Insurers Are Cracking Down on Imaging Costs : Using multimodality-only providers, 'soft denial,' and preauthorization are among insurers' strategies.


Fed up with rising imaging costs, insurers are seeking—and finding—novel ways to stem the tide.

On average, costs of imaging—especially high-tech procedures, such as MRI, CT, and magnetic resonance angiograms—have been going up 20% a year for the last several years, according to Thomas Dehn, M.D., cofounder of National Imaging Associates, a radiology utilization management firm in Hackensack, N.J.

“Some will say it's the aging of the population, but the key issue is really demand,” said Dr. Dehn, the company's executive vice president and chief medical officer. “Patients are bright. They're good consumers. They want a shoulder MRI if their shoulder hurts.”

Physician demand is also an important part of the equation, he said. “If you have physicians who want increased [patient volume] in their offices, it is possible that rather than spending cognitive time, for which they're poorly reimbursed, they may choose to use a technical alternative.”

For example, a doctor trying to figure out the source of a patient's chronic headaches “may get frustrated and refer the patient for an MRI of the brain, just to show them they're normal,” Dr. Dehn said. “The treating physician knows in the back of his mind that there isn't going to be anything [there], but it will calm the patient down.”

As to which physicians are responsible for the increase in imaging, the answer depends on whom you ask. The American College of Radiology contends that the growth is largely due to self-referral by nonradiologists who have bought their own imaging equipment. But others say that all specialties are doing more imaging, largely because of improved technology and the improvement in care that it brings.

Whatever the reason that more scans are being done, insurers have decided they've had enough. Take Highmark Blue Cross and Blue Shield, a Pittsburgh-based insurer whose imaging costs have risen to $500 million annually in the last few years.

One Highmark strategy for paring down its imaging costs is to develop a smaller network of imaging providers. To be included in Highmark's network, outpatient imaging centers must now offer multiple imaging modalities, such as mammography, MRIs, CTs, and bone densitometry.

“We were seeing many facilities that were single modality—just CT or just MRI,” said Cary Vinson, M.D., Highmark's vice president of quality and medical performance management. “They were being set up by for-profit companies to siphon away high-margin procedures from hospitals and other multimodality freestanding facilities. We were seeing access problems for referring physicians because the single modality centers were outcompeting the multimodality centers, and they couldn't keep up.”

In addition to credentialing the imaging centers, Highmark is going to start requiring providers to preauthorize all CT, MRI, and PET scans.
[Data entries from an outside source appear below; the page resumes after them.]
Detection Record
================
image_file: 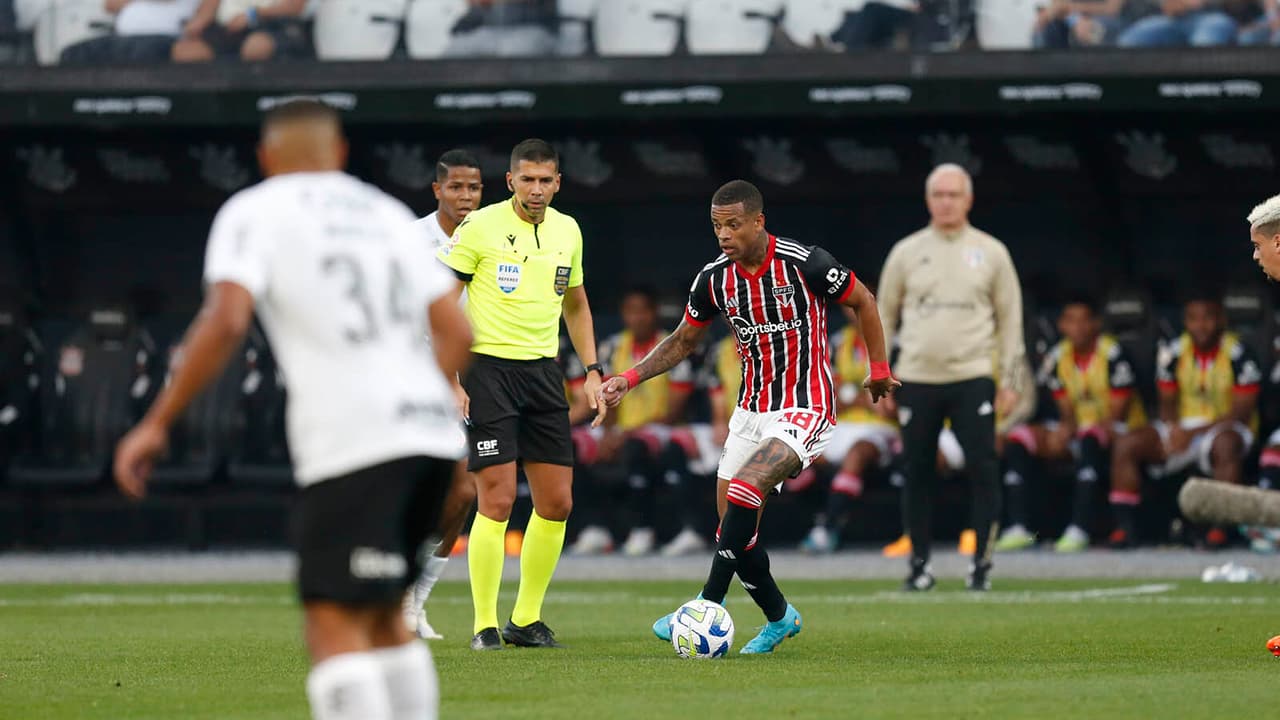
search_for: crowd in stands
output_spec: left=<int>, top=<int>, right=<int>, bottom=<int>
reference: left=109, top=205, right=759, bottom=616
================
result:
left=0, top=0, right=1280, bottom=65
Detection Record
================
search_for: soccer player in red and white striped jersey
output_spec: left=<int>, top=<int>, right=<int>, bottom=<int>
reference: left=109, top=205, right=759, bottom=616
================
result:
left=600, top=181, right=897, bottom=653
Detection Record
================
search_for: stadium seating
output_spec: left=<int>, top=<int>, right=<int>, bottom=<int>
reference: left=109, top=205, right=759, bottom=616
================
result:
left=974, top=0, right=1044, bottom=50
left=782, top=0, right=865, bottom=47
left=594, top=0, right=689, bottom=56
left=404, top=0, right=467, bottom=60
left=315, top=0, right=408, bottom=60
left=557, top=0, right=608, bottom=58
left=9, top=306, right=155, bottom=487
left=35, top=0, right=115, bottom=65
left=686, top=0, right=782, bottom=55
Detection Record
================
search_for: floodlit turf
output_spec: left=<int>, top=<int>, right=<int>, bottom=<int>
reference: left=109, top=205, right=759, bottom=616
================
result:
left=0, top=578, right=1280, bottom=720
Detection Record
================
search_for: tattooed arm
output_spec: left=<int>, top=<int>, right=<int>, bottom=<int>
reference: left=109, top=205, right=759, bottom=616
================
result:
left=600, top=320, right=710, bottom=407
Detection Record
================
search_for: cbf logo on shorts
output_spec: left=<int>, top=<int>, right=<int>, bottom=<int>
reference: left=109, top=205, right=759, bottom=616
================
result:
left=498, top=263, right=520, bottom=292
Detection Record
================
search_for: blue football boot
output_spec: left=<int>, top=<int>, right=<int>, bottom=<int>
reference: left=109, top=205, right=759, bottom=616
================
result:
left=740, top=602, right=804, bottom=655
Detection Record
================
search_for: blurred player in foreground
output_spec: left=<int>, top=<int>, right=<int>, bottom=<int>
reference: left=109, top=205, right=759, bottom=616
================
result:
left=114, top=100, right=471, bottom=720
left=600, top=181, right=897, bottom=653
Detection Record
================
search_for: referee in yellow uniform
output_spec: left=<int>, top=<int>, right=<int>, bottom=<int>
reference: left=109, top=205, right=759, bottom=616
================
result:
left=439, top=140, right=605, bottom=650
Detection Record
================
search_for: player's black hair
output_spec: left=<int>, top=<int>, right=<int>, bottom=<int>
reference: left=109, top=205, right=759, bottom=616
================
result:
left=435, top=149, right=480, bottom=182
left=622, top=284, right=658, bottom=309
left=262, top=97, right=342, bottom=131
left=511, top=137, right=559, bottom=172
left=712, top=181, right=764, bottom=215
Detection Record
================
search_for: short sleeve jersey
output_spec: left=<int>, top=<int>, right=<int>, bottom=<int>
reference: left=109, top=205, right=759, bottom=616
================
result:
left=685, top=236, right=858, bottom=423
left=438, top=199, right=582, bottom=360
left=1157, top=333, right=1262, bottom=429
left=1044, top=334, right=1147, bottom=428
left=205, top=173, right=466, bottom=484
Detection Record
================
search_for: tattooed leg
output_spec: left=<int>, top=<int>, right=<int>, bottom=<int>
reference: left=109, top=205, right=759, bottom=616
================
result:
left=703, top=438, right=803, bottom=621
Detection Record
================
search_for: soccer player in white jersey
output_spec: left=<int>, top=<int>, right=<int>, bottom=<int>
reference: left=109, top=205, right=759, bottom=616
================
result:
left=404, top=150, right=484, bottom=641
left=114, top=100, right=471, bottom=720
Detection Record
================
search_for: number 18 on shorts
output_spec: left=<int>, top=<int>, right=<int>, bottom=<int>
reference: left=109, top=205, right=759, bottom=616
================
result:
left=716, top=407, right=836, bottom=480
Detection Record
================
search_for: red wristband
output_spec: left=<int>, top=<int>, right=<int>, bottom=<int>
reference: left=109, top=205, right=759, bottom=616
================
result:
left=872, top=363, right=893, bottom=380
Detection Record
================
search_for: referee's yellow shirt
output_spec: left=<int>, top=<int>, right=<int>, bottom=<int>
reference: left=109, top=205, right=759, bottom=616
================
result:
left=436, top=197, right=582, bottom=360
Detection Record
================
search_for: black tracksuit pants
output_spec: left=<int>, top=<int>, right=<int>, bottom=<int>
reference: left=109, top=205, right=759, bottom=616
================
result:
left=896, top=378, right=1001, bottom=564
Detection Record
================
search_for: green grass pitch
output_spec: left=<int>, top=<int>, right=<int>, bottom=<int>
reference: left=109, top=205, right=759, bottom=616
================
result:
left=0, top=578, right=1280, bottom=720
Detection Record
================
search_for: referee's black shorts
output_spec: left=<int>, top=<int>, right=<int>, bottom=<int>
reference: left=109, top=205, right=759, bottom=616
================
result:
left=462, top=355, right=573, bottom=473
left=293, top=456, right=457, bottom=606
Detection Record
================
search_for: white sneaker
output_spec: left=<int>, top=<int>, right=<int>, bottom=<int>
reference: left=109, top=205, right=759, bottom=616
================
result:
left=568, top=525, right=613, bottom=555
left=401, top=588, right=426, bottom=633
left=660, top=528, right=707, bottom=557
left=622, top=528, right=653, bottom=557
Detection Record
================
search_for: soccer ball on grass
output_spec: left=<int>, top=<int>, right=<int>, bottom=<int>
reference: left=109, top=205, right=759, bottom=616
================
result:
left=671, top=600, right=733, bottom=660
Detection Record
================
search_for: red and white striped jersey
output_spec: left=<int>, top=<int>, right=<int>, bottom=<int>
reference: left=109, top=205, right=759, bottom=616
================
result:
left=685, top=234, right=858, bottom=421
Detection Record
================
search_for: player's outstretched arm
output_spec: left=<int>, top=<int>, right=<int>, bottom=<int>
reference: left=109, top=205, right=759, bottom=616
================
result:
left=114, top=282, right=253, bottom=498
left=563, top=284, right=608, bottom=428
left=426, top=285, right=472, bottom=378
left=844, top=279, right=902, bottom=401
left=600, top=320, right=710, bottom=407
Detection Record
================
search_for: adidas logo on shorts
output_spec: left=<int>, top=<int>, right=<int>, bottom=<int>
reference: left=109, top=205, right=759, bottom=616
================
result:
left=351, top=547, right=408, bottom=580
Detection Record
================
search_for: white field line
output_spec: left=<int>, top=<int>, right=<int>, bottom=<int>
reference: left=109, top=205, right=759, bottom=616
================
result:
left=0, top=583, right=1280, bottom=609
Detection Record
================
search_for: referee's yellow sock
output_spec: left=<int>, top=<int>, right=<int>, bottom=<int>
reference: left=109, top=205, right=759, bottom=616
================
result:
left=467, top=512, right=509, bottom=633
left=511, top=512, right=564, bottom=626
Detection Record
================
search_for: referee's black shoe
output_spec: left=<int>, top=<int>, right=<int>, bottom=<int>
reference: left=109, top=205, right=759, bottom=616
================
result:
left=502, top=620, right=564, bottom=647
left=471, top=628, right=502, bottom=650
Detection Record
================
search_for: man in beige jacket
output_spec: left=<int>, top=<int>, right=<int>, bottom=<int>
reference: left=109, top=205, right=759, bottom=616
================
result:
left=879, top=164, right=1030, bottom=591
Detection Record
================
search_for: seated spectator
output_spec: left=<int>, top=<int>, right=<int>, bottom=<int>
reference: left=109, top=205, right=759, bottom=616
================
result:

At first, while everyone adapts to the new system, the preauthorization procedure will be voluntary and no procedures will be denied. But eventually—perhaps by the end of this year—the preauthorization will become mandatory, Dr. Vinson said.

Harvard Pilgrim Health Care (HPHC) of Wellesley, Mass., is taking a slightly different approach. Instead of mandatory preauthorization, HPHC is using a “soft denial” process in which physicians must call for imaging preauthorization, but they can overrule a negative decision if they want to.

“We made a decision based on our network being a very sophisticated, highly academic referral environment, that a hard denial program might not be best way to go,” said William Corwin, M.D., the plan's medical director for utilization management and clinical policy. “Instead, we elected to use a more consultative approach.” The program started in July, so results aren't yet available, he noted.

Plans that start a preauthorization program must first figure out who should be authorized to perform scans. At Highmark, the plan tried to be as inclusive as possible, Dr. Vinson said. “In some cases within a specialty, we tried to determine who was qualified and who was not,” he said. “For instance, for breast ultrasound, we listed radiologists, but we also included surgeons with breast ultrasound certification from the American Society of Breast Surgeons.”

Highmark ran into a turf battle as it tried to credential providers. In this case, the American College of Cardiology and the American College of Radiology “definitely have differences of opinion about who's qualified and who's not” when it comes to cardiology-related imaging exams, Dr. Vinson said. “Highmark took the approach of accepting either society's qualifications. They clearly wanted us to decide between the two, and we would not do that.”

To design their preauthorization programs, both Highmark and Harvard Pilgrim worked with National Imaging Associates, which now has “more than two dozen” clients nationwide and is active in 32 states, said Dr. Dehn. He predicts that at least one more specialty will come into the picture, as more and more molecular imaging is being done to design tumor-specific antibodies. “You may have immunologists who are doing diagnostic imaging.”